Friday, April 9th, 2010...6:10 pm
What Will it Take?
If you were to ask that question immediately after looking at the time span between my last post here and this one, you might be wondering, “what will it take for Emily to get around to blogging again?” Alas, that is not the “it” to which I am referring. In the time since my last post in — gasp — June, much has happened to get in the way of my writing here. Which is not to say that I have not written since June. However, most of my writing has not been about learning of the social change and technology variety, but instead the blenderrific learning process that came from joyous discoveries and bumbling mistakes made in the kitchen while recovering from a broken jaw last year.

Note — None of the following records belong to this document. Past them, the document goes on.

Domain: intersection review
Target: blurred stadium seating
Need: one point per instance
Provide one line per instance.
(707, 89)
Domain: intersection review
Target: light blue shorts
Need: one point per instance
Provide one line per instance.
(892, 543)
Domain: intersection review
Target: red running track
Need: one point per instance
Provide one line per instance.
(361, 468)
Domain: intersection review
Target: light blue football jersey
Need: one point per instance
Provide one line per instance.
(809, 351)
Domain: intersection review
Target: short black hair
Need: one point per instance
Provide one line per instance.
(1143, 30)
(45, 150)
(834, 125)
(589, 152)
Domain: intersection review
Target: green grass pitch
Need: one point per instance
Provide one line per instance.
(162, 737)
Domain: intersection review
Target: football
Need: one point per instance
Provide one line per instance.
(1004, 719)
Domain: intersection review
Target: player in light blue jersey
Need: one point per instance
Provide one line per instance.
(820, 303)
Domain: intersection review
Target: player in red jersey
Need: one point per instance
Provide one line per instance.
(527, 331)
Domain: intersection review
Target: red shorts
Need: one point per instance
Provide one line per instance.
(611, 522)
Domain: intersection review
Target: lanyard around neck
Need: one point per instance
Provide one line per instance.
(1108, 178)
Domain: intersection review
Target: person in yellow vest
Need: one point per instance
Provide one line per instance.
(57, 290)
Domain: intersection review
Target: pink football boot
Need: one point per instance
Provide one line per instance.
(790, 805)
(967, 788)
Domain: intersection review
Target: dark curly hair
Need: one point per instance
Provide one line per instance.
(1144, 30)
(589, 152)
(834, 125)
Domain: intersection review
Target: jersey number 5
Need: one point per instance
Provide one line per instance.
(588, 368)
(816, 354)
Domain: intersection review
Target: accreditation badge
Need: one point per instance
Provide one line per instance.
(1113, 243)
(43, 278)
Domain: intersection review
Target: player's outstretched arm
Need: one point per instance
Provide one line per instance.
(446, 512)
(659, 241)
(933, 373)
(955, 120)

There was one other writing project for which I deserve very little credit but am very proud: my sister’s new book, Notes from the Cracked Ceiling: Hillary Clinton, Sarah Palin, and What it Will Take for a Woman to Win. My love of learning leads to a strong affinity for research and I have often said that the best thing about graduate school was having the full time job of reading interesting and provocative things about the world all day and then writing about them. Well, for a short time last year, it was my job again, as I researched and annotated a global perspective of women in presidential and executive politics. It was fascinating to dive deep into the case studies of “Iron Ladies” like Ellen Johnson Sirleaf, Angela Merckel, and Michelle Bachelet, as well as less well known politicians like Jóhanna Sigurðardóttir of Iceland and Laura Chinchilla, who recently was elected Costa Rica’s first woman president. The truly interesting stuff in the final product are the myriad insights on American politics and gender. Yes, of course, I’m doubly biased in recommending this book. But, as an avid non-fiction reader with a 21st century attention span, let me just state that, if the place at which many books on my shelves are dog-eared counts as evidence, about 95% percent of the books I read are one-third longer than they need to be. Notes was the rare book that I read cover-to-cover, and seriously…not just because I worked on it. With the midterm elections later this year and 2012 already on the horizon, we have lessons to learn.